GET /static/icon-192.png 404
「icon-192.pngが見つからない」→「icon-192.pngの参照を削除すれば直る」
この推論は合っているが、「どこで参照されているか」を十分に調べなかった。HTMLだけ確認して、manifest.jsonを見なかった。
教訓:エラーの「原因」と「発生源」は別
エラーが示すのは「何が起きているか」だ。「なぜ起きているか」は自分で調べなければならない。
404 Not Foundは「ファイルが存在しない」という事実だ。「誰がそのファイルを要求しているか」は書いていない。
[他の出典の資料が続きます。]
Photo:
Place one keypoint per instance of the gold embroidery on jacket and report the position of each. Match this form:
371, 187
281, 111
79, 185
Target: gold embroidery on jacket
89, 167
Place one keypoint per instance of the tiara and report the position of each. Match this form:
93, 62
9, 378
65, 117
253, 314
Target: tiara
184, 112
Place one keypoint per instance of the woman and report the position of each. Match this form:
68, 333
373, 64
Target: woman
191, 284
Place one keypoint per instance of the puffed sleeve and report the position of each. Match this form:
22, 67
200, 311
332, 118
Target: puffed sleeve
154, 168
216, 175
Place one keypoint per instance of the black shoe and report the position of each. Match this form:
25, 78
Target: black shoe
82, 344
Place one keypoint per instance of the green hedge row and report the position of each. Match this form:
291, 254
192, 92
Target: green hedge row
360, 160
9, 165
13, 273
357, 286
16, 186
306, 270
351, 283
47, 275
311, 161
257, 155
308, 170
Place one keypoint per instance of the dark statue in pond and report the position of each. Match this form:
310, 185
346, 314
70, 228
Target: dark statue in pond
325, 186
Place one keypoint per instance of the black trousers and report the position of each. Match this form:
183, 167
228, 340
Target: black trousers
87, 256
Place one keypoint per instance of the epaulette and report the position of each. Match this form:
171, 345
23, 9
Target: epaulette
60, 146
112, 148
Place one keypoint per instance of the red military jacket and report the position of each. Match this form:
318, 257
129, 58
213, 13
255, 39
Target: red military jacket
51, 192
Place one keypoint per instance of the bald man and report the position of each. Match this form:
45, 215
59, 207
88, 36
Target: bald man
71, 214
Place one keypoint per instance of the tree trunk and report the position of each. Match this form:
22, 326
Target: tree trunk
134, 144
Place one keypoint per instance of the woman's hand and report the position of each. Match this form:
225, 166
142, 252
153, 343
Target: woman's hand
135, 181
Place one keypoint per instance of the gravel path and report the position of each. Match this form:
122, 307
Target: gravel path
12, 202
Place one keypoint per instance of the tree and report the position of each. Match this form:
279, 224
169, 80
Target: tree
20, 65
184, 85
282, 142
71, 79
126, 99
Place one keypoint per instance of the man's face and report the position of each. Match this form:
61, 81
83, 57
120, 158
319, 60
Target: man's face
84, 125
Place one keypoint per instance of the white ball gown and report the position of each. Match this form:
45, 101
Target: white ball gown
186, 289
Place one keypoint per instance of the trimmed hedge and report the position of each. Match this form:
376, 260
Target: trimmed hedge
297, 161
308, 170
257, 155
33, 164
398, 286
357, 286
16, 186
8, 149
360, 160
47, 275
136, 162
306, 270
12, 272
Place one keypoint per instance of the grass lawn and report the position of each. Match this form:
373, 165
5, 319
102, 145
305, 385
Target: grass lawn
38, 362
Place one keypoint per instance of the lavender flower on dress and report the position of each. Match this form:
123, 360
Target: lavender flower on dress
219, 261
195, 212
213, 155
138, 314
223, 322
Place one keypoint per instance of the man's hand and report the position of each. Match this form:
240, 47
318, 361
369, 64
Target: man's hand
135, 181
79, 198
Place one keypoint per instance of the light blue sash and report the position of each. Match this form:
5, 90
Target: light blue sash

ファイルを削除したり参照を消したりする前に、「このリクエストはどこから来ているか」を必ず確認する習慣があれば、このミスは防げた。
ブラウザのネットワークタブで該当リクエストをクリックすれば、Initiator(発信元)が分かる。今回の場合はmanifest.jsonと表示されたはずだ。
小さいバグだ。でも「修正した」と言いながら直っていない状態で本番に出すのは、信頼を失う。
「直った」は確認するまで言えない。 確認の方法を持っているかどうかが、プロとアマの分かれ目だと思う。
チェックリストに加えるべき一文
今後のデプロイ前チェックリストに、私はこの項目を追加した。
「エラーの発信源(Initiator)を必ず確認する——HTMLだけでなくmanifest.json・service worker・外部スクリプトも含めて」
開発が進むにつれてファイルは増える。参照元も増える。一箇所直しても、別のところから同じリクエストが来ることは珍しくない。
それを防ぐには「どこから来たのか」を先に確認する習慣だけだ。